More or less the first thing that I did once Katydid was moved into the shed was to level and measure her. Together with the design offsets provided by Fairlie Restorations from the Fife archive I had enough information to compare Katydid as designed and Katydid as she is now. While the tables of offsets and raw measurements were adequate to confirm a few basic facts I decided to create CAD models of Katydid’s hullform in order to investigate how and to what extent there are differences. The whole process was, for me, amazingly illuminating. I really don’t think that I would have got very far at all in interpreting the history of Katydid’s hull form without the use of CAD. For those of a technical inclination I am using PolyCAD for this work.
Katydid’s sheerline is a bit flat (and bumpy). The weight of the coach roof on the deck structures has nipped her in at the waist and paradoxically, lifted her sheerline amidships, contributing to her rather flat looking sheer. The damage that the running backstays have done to the beamshelf and frames where they attach also indicates that her hullform has been pulled about a fair bit over time. This photo, of Katydid on the water (probably in the 1970’s) gives a general impression of what she most recently looked like afloat.
(note that she is a bit fine in the stern and not really designed to carry weight in the cruising cockpit – hence the nose-up attitude)
The datum that I used for measuring Katydid was her scribed waterline. This was (I foolishly thought) a reasonable assumption, particularly since there was no evidence that Katydid had ever been completely re-planked. Once the fact that there were two scribed waterlines on the hull had been sorted out (fortunately they are parallel and either side of the boot top) I dropped a perpendicular from the intersection of the scribed waterline with the front face of her stem (admittedly a bit of a movable feast) and laid out a grid to match the design offsets (11 stations at 1′ 8 1/2″ starting at the DWL/stem interface and waterlines at 6 25/32″ vertical intervals).

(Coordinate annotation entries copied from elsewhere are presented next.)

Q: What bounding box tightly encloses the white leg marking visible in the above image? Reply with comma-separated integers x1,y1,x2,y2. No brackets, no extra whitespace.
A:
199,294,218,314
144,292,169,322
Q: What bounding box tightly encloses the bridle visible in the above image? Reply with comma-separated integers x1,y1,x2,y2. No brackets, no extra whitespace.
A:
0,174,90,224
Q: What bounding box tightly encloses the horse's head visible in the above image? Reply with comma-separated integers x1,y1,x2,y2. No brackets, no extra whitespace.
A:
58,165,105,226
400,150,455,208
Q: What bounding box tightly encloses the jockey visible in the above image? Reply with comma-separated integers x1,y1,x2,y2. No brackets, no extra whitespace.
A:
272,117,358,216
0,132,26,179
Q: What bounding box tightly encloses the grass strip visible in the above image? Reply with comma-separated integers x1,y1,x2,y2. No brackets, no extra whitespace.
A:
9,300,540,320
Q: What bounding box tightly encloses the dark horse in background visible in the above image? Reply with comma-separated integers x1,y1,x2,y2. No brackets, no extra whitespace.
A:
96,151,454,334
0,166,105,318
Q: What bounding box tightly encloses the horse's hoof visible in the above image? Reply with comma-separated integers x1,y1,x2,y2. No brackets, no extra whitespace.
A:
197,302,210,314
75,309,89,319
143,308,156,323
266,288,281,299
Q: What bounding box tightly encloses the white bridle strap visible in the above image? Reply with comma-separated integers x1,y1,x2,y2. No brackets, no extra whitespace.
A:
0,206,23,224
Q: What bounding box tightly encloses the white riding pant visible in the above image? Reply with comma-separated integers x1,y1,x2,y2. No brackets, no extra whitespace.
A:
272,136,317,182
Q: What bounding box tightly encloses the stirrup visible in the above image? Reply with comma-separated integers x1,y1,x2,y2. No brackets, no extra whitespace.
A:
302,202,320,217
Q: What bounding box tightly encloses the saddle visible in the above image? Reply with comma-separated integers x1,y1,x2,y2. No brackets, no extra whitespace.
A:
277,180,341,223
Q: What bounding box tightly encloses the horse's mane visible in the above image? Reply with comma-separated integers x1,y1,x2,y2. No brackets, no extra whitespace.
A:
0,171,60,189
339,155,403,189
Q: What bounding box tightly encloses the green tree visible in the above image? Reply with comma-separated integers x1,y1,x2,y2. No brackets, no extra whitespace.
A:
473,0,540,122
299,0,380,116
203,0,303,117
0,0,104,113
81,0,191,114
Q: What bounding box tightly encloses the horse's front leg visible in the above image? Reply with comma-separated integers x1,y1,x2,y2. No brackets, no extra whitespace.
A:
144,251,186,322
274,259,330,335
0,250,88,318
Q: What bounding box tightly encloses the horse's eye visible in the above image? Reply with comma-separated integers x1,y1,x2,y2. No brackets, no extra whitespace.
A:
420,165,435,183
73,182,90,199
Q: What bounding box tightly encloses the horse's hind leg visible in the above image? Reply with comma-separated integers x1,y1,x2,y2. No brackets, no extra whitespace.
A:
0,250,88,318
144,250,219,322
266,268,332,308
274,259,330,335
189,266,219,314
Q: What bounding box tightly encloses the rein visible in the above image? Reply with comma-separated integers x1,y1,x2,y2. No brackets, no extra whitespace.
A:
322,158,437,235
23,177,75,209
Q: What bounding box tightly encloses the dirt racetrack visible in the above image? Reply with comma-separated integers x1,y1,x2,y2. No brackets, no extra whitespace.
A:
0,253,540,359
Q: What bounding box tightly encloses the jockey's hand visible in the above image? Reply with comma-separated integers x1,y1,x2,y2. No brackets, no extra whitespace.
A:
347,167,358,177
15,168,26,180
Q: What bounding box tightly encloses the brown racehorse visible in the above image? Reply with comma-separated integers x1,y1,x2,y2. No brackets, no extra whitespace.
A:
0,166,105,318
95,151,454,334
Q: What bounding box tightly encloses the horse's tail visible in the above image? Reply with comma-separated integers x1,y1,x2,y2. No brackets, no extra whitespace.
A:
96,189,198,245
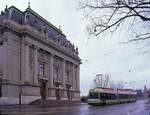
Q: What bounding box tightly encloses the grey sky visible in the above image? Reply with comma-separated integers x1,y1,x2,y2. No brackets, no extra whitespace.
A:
0,0,150,94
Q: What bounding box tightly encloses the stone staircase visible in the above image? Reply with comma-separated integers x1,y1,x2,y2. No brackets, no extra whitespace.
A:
29,99,81,107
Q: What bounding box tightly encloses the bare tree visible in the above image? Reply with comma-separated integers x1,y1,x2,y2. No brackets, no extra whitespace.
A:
80,0,150,42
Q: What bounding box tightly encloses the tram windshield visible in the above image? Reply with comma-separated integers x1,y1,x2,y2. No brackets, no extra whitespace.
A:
88,92,99,99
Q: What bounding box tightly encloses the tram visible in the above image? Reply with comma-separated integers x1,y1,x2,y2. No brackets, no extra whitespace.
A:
88,88,137,105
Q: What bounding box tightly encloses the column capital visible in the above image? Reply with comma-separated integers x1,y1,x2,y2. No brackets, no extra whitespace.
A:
23,40,32,46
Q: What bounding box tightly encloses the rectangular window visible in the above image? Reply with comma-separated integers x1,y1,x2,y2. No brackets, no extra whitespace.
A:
39,63,44,77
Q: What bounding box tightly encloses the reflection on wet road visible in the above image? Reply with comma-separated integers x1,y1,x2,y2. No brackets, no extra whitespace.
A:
0,100,150,115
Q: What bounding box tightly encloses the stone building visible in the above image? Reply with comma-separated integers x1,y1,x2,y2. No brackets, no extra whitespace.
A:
0,6,81,105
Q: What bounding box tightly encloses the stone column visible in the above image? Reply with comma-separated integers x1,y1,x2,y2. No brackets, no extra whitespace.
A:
34,46,38,84
72,64,76,90
49,54,54,87
76,65,80,90
62,59,66,89
0,45,3,76
3,37,7,79
24,43,30,82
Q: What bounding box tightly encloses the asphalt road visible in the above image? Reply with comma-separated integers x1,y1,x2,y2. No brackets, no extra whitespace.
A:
0,100,150,115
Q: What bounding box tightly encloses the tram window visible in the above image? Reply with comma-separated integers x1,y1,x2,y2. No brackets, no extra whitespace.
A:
89,93,99,99
119,94,129,99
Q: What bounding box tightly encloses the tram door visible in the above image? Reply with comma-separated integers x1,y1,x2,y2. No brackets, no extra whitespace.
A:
55,88,60,100
67,89,72,101
40,83,46,100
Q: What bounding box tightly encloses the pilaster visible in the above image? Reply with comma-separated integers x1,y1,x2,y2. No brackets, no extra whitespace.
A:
62,59,66,89
24,42,30,82
72,64,77,90
76,65,80,91
34,46,38,84
49,54,54,87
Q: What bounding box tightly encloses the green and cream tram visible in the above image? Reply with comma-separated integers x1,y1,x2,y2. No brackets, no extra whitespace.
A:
88,88,137,105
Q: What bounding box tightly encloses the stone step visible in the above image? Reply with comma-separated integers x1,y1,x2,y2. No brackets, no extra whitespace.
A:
30,99,81,106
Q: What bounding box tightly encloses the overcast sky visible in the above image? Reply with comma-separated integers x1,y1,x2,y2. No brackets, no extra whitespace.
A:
0,0,150,94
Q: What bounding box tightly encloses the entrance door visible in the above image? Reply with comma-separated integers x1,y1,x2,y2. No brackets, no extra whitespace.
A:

The idea here was to collect the same measured data as was provided by the design offsets. Once loaded into a model I was presented with a profile that looked as follows.
(Measured lines are green)
The main points to note are
- The measured boat is longer than designed
- The measured forward sheer is lower than designed
- The measured stem and forward keel profile are fuller than designed
- The top face of the measured ballast keel is at a different angle to the designed top of ballast keel
For me, the key point was the last. After a small amount of thought it was clear that the scribed waterline does not coincide with the DWL – either in level or in attitude. So, I rotated the CAD model of the measured boat to align the top face of the ballast keel and re-aligned the front face of the stem with the design model (try doing this on the lofting floor!). This gave me something more useful.

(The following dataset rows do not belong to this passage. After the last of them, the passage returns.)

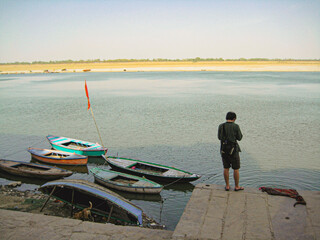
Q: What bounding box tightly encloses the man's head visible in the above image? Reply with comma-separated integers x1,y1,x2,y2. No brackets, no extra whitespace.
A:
226,112,237,120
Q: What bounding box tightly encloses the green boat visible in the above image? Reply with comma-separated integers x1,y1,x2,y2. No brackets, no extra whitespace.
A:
90,167,163,194
102,155,201,183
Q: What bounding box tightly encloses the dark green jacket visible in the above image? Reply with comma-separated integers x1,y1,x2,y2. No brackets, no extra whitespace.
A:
218,122,242,152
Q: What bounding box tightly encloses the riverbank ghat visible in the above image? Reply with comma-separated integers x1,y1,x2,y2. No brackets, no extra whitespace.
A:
172,184,320,240
0,183,320,240
0,60,320,74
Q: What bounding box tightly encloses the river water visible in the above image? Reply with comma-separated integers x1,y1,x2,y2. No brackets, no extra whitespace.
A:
0,71,320,230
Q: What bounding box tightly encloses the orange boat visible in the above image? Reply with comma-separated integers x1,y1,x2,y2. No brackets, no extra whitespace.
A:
28,148,88,166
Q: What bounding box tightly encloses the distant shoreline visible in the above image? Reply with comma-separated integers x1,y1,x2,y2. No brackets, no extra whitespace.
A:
0,61,320,74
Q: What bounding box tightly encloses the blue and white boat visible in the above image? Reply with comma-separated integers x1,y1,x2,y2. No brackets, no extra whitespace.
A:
47,135,108,156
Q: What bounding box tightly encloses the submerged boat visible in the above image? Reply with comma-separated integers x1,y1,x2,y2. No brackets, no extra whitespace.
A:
102,155,201,183
0,159,72,180
47,135,108,156
39,179,143,225
90,167,163,194
28,148,88,166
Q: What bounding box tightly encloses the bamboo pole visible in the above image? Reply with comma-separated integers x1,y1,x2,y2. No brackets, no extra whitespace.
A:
40,186,57,212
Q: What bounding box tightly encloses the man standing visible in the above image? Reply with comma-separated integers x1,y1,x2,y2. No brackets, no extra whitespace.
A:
218,112,244,191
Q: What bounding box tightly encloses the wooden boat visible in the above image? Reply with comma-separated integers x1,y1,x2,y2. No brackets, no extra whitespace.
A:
39,179,143,225
28,148,88,166
102,155,201,183
47,135,108,156
90,167,163,194
0,159,72,180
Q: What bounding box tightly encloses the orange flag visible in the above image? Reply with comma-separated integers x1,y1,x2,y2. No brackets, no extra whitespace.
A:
84,80,90,110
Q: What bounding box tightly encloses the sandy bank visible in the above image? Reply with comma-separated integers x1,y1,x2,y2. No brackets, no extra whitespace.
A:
0,61,320,74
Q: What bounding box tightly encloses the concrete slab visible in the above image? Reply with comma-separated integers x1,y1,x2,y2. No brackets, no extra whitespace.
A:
172,184,320,240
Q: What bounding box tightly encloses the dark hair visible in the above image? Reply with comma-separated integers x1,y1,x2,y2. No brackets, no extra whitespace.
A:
226,112,237,120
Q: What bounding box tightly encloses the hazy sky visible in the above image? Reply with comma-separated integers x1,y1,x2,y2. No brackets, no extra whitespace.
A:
0,0,320,62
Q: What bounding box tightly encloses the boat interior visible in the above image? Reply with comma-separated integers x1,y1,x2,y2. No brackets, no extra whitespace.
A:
11,163,51,171
61,141,91,149
128,162,168,174
110,176,139,184
44,152,69,158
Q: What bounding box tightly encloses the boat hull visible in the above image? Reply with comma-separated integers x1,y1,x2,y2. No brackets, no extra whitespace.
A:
0,159,72,180
39,179,143,225
90,168,163,194
102,156,201,183
28,148,88,166
47,135,108,157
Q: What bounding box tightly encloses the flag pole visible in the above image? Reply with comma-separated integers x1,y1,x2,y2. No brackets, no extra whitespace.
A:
85,81,107,155
90,107,106,154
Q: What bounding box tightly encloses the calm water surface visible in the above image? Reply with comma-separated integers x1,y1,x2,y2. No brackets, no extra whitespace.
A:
0,72,320,230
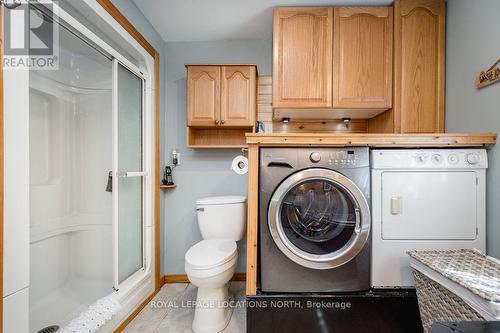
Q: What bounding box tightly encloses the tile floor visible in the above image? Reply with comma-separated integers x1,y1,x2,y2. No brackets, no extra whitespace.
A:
123,282,246,333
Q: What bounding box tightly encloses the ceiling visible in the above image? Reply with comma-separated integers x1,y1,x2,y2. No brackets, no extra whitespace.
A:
133,0,393,42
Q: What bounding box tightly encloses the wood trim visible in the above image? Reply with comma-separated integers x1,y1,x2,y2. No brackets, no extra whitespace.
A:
153,51,163,291
97,0,157,58
0,6,4,333
247,133,497,147
184,64,257,70
246,144,259,295
163,273,246,283
163,274,189,283
113,289,160,333
97,0,164,333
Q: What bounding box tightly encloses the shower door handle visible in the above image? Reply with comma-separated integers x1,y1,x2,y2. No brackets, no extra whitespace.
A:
117,171,148,178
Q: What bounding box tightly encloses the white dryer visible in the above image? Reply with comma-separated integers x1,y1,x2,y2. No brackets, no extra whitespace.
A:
371,149,488,288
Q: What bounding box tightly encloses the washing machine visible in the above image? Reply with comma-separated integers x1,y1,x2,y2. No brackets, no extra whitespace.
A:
259,147,371,293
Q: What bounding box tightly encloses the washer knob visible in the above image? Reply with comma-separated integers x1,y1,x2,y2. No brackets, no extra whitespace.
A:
448,154,459,164
432,154,443,163
465,153,480,165
309,152,321,163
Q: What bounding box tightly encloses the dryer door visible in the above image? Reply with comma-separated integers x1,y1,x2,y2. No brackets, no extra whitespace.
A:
268,169,370,269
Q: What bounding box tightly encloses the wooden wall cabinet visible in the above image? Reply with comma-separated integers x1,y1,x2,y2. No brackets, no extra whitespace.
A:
186,65,257,148
273,7,333,108
394,0,445,133
220,66,257,127
187,66,221,126
333,7,393,109
273,7,393,110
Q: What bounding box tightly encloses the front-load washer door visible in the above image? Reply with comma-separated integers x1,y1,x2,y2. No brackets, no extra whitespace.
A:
268,168,370,269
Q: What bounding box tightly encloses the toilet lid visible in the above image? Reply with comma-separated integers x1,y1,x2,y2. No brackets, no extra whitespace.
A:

The main (profile) differences remaining are
- The profiles of the ballast keels do not match
- The sheer profile of the measured boat is significantly flatter than the designed boat.
The second point is easily understood when you see the distortion of Katydid’s frames over time and her saggy deck.

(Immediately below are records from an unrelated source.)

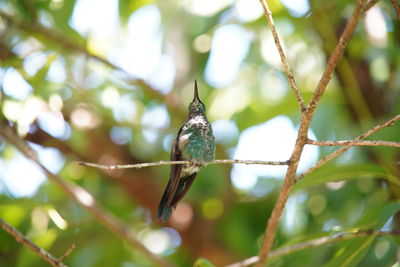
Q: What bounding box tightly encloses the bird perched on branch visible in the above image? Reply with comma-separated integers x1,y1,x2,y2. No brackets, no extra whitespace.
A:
157,81,215,222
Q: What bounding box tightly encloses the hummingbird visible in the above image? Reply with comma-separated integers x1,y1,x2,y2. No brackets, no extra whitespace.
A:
157,80,215,222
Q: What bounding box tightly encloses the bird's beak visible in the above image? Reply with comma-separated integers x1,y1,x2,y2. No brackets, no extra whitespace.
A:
193,80,200,101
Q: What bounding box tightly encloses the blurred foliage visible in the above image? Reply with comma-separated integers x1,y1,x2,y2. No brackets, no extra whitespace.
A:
0,0,400,267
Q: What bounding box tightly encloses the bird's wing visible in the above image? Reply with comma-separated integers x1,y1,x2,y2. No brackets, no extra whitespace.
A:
171,172,198,206
157,127,183,221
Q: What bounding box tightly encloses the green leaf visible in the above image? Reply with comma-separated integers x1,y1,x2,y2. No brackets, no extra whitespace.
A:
324,236,375,267
377,202,400,229
293,164,400,192
193,258,215,267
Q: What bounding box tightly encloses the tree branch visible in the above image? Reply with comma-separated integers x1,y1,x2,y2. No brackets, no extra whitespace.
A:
78,159,289,170
363,0,379,13
0,124,172,267
0,218,67,267
260,0,306,112
390,0,400,21
307,139,400,148
256,0,365,267
226,230,400,267
296,115,400,181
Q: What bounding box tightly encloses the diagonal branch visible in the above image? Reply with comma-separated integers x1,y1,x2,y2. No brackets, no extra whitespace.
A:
0,218,67,267
307,0,365,116
307,139,400,148
226,230,400,267
256,0,365,267
296,115,400,181
78,159,289,170
260,0,306,112
0,124,172,267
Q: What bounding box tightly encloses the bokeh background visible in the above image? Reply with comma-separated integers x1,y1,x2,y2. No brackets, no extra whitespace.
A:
0,0,400,267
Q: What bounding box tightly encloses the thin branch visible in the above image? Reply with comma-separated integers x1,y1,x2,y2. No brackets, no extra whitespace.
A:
296,115,400,181
0,218,67,267
256,0,365,267
307,0,365,115
390,0,400,21
307,139,400,148
78,159,289,170
363,0,379,13
58,243,76,261
226,230,400,267
260,0,306,112
0,124,172,267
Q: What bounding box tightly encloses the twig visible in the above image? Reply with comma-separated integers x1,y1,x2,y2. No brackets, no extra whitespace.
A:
307,139,400,148
390,0,400,21
307,0,365,115
256,0,365,267
0,218,67,267
260,0,306,112
226,230,400,267
0,124,172,267
296,115,400,181
58,243,76,261
363,0,379,13
78,159,289,170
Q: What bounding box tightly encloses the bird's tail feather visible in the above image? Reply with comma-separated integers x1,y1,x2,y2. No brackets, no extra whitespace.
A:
157,172,197,223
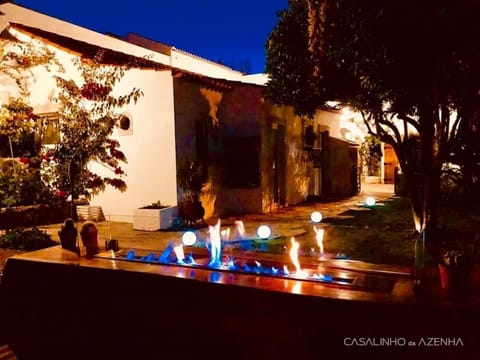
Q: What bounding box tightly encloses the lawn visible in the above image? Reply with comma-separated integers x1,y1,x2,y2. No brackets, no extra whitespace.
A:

Katydid was designed with a lead keel for which we have the displacement calculations but no detailed section data – the keel profile is the only design data available to suggest how it looked. May Kohn confirmed (from reading correspondence in the Scottish Maritime Museum) that the lead keel was removed during the first world war and replaced by a cast iron keel in the 1920’s.
When was the waterline scribed on at the present angle? Why did it not match the DWL? I could speculate that Katydid as built may have sat heavy at the bows but have no proof. Anyway, the fact that we are working with a cast iron keel that needs internal lead ballast to bring her down to her lines, means that we can restore her to float to her design lines.
To complete the hull-form analysis I produced a composite CAD model that included the present backbone structure, current ballast keel and as-designed sections and sheer profile. This defines the shape of the boat that we will restore – being very close to what was lofted in Fairlie in 1891. The main differences relate to getting a good fit between the ballast keel and the lower face of the wooden keel – which has a minor influence on the lower plank lines.
I suspect that we will be looking out for some scrap lead to use as internal ballast. Any offers?